Truthfully, when he first started to show signs of a lower sex drive when he stopped initiating sex constantly and began refusing my advances on occasion – it hurt my feelings. Having been raised in this society with its gender stereotypes, I wondered if there was something wrong with him for not wanting sex more than I did or something wrong with me for a) wanting sex all the time and b) not inspiring the same constant desire in him. Then I realized that if our roles were reversed if he were the wife and I were the husband no one would consider it strange. My feelings of guilt and resentment were purely the product of a wicked double standard. And since then, our relationship has been better than ever, and I often wonder: is it really a big deal if I have to use the shower head every once in a while?

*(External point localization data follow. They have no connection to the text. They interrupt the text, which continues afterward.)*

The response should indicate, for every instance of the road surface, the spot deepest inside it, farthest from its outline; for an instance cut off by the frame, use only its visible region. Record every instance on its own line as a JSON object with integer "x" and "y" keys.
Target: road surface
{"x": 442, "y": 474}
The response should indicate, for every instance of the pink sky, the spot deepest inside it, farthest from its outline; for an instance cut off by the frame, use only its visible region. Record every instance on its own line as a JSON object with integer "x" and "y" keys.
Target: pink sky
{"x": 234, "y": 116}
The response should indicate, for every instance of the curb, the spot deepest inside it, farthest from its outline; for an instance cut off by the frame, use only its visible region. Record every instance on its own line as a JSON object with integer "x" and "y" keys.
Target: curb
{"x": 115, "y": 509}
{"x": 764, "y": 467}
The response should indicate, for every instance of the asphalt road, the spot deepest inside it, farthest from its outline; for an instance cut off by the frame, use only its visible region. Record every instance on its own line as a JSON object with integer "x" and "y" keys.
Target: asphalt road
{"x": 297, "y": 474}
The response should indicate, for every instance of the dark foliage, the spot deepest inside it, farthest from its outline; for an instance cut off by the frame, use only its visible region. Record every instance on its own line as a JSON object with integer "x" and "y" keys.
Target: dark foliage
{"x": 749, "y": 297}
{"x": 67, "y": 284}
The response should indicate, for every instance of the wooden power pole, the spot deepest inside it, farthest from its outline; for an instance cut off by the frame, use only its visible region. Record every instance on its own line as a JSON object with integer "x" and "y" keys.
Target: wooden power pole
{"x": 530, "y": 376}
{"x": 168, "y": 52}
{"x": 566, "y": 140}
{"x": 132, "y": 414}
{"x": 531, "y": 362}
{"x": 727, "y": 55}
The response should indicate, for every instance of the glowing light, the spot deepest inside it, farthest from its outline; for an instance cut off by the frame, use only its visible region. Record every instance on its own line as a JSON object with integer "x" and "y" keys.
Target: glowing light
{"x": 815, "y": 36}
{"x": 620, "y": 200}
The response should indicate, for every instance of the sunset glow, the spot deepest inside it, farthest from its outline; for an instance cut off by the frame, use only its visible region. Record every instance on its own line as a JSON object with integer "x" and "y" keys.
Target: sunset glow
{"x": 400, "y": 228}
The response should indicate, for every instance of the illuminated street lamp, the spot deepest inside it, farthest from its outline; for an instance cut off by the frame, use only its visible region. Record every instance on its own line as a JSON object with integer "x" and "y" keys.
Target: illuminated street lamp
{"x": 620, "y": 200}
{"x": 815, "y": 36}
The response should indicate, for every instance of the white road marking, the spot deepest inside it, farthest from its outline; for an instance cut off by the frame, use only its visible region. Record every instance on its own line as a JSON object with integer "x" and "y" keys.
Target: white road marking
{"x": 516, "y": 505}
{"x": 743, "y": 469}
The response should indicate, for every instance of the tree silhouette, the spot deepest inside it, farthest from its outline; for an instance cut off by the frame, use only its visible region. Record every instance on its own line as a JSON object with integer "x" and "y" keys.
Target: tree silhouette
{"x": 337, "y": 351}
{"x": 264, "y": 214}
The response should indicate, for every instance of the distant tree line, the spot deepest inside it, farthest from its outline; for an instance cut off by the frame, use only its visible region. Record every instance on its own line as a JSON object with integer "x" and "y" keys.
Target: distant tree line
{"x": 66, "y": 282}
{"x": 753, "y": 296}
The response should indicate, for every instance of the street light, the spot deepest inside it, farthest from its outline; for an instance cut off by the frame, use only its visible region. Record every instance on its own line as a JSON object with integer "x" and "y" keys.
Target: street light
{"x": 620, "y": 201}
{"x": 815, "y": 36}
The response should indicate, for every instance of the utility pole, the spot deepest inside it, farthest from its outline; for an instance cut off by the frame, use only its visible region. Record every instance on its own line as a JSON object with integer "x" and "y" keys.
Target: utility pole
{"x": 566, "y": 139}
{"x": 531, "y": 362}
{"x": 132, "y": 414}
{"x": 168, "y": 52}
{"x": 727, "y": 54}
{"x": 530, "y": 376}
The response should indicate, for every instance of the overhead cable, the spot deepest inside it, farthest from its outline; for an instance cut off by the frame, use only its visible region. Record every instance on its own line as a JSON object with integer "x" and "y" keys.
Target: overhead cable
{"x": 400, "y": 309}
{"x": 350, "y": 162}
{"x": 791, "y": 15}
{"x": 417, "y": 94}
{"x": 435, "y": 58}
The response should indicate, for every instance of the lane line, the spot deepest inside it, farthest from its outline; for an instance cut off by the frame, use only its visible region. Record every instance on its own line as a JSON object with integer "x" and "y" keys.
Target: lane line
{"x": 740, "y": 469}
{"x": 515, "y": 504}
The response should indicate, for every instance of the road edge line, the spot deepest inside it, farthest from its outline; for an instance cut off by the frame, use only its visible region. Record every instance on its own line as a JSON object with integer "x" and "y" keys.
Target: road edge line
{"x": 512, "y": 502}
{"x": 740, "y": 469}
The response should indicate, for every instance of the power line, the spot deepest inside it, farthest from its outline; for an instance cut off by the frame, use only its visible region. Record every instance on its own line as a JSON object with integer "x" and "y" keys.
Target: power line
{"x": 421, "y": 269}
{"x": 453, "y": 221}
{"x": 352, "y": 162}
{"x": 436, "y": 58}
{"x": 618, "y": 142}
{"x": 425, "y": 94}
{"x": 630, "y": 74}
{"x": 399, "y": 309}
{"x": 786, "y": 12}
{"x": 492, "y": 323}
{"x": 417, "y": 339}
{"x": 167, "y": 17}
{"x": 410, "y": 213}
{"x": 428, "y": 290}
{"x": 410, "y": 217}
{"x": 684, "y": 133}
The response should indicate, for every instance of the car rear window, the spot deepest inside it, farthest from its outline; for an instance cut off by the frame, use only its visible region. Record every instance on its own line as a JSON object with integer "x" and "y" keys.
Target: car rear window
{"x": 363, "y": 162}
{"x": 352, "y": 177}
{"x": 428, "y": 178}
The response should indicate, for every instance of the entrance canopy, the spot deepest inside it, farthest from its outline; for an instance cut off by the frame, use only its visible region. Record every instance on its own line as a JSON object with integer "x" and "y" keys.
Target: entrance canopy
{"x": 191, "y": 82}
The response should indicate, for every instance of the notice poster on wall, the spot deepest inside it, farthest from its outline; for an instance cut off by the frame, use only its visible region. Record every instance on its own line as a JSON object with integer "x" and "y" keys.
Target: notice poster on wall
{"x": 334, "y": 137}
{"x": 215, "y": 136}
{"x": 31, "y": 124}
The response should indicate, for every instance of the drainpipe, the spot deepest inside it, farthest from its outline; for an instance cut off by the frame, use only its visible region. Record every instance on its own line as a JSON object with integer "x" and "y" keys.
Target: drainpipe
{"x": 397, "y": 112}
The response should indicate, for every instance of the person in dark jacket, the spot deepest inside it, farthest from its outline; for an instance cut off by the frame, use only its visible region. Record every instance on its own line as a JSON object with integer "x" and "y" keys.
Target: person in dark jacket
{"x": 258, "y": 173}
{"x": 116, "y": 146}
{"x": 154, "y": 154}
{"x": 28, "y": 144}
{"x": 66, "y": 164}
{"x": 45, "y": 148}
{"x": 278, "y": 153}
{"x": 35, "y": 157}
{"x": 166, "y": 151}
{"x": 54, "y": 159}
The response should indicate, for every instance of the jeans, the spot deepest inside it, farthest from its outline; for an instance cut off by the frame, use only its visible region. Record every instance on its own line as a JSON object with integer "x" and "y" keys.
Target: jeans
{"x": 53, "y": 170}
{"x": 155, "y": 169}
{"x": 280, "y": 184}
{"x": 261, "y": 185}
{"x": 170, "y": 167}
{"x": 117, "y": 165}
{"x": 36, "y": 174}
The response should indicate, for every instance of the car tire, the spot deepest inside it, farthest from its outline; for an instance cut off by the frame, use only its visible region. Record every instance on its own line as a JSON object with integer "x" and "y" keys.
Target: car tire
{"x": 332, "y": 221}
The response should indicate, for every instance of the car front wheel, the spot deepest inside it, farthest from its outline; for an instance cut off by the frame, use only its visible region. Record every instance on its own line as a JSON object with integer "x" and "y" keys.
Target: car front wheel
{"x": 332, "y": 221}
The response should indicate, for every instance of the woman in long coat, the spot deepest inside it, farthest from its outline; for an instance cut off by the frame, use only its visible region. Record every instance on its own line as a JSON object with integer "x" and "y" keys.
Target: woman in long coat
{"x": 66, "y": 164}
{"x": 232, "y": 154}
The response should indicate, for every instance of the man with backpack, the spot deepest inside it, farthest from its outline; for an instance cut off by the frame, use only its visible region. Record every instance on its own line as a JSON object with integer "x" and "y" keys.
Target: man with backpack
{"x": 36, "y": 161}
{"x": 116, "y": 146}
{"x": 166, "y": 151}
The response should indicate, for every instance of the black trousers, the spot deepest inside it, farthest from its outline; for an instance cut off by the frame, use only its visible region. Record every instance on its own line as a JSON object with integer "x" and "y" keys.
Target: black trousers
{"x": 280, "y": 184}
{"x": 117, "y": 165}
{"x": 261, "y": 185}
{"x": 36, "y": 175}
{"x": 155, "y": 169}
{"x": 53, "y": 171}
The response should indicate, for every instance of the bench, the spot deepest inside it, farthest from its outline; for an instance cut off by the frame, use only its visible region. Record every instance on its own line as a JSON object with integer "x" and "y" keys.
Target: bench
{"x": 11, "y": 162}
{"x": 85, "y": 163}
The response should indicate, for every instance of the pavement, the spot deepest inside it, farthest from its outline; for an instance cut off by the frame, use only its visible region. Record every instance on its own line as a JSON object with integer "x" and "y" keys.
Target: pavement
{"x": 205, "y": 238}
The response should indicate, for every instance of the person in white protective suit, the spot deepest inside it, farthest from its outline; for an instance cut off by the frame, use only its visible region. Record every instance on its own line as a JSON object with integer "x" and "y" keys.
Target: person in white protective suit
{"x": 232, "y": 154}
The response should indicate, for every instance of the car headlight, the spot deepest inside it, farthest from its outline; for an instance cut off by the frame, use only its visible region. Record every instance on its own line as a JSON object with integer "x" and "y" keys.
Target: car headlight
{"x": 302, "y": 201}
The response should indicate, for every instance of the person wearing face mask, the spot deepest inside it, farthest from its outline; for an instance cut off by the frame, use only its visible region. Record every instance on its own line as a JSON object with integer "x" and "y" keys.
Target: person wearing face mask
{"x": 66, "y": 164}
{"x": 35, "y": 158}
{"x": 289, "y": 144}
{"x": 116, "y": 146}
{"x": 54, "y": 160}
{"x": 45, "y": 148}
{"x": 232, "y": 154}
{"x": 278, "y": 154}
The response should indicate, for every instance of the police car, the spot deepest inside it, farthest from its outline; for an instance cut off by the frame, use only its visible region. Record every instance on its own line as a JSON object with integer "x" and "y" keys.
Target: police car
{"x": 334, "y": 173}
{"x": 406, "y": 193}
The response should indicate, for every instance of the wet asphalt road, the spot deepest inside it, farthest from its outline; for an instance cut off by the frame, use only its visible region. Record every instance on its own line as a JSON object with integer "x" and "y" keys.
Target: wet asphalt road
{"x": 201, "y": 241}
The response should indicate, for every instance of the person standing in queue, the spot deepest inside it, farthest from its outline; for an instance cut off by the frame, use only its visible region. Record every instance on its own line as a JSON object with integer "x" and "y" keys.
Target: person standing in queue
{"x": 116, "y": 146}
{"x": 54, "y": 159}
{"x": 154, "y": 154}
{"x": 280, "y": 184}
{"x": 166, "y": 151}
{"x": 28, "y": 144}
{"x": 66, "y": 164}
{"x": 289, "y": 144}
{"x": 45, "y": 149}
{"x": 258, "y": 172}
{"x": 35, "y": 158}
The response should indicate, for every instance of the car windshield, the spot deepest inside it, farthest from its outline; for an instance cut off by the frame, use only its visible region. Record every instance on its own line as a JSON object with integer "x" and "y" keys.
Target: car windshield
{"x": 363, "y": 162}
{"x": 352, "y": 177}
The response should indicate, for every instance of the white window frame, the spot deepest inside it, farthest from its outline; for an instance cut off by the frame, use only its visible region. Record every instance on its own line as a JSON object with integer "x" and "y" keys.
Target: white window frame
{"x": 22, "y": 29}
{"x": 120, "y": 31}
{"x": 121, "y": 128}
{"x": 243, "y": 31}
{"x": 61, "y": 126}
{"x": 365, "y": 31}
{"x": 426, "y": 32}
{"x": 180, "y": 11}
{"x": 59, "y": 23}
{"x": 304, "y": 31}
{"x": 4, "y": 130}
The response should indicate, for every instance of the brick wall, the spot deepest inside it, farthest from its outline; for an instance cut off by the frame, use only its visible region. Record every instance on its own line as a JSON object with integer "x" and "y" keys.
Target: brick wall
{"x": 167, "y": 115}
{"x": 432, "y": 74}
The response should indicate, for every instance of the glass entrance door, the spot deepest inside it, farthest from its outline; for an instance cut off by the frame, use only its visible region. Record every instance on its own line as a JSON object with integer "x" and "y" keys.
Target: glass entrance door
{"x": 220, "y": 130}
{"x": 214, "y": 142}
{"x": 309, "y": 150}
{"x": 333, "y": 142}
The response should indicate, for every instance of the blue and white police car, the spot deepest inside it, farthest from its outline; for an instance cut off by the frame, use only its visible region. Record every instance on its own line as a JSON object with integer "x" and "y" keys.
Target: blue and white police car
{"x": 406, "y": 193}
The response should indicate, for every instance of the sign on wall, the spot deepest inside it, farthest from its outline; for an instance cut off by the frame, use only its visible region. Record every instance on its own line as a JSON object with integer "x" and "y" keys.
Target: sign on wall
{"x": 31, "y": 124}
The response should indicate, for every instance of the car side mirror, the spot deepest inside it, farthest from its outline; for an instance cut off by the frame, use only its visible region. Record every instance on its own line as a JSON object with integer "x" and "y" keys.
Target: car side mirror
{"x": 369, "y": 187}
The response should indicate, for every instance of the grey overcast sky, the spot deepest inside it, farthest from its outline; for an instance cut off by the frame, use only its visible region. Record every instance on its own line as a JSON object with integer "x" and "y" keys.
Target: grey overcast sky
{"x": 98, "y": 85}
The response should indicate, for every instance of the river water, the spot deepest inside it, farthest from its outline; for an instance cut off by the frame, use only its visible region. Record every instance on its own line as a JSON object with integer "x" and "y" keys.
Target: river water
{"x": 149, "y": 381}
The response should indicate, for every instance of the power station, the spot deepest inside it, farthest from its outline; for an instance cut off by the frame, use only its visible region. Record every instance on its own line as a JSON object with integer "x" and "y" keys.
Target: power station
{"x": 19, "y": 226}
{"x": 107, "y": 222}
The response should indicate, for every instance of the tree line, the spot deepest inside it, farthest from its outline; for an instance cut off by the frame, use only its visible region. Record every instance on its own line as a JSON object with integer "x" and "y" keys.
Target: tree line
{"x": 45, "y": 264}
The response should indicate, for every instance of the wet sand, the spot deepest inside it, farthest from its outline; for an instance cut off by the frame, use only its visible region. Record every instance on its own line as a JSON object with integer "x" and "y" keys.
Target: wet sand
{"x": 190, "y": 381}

But apparently this is a difficult thing for some people to grasp. These same people, in response to an internet post by a pregnant woman about how her significant other is constantly pressuring her for sex and getting angry when she denies him (yes, I have seen this, and more than once), will say things like ”Oh, honey, men are just like that,” or ”If you don’t keep him happy, he’ll leave/cheat/get addicted to porn.” Let’s ignore for the moment the fact that the likelihood of someone saying the same thing to a man about a woman is extremely low. Even if it were true that ”men are just like that” and by no stretch of the imagination do I think that they are I must say that I’m happy that my man definitely isn’t.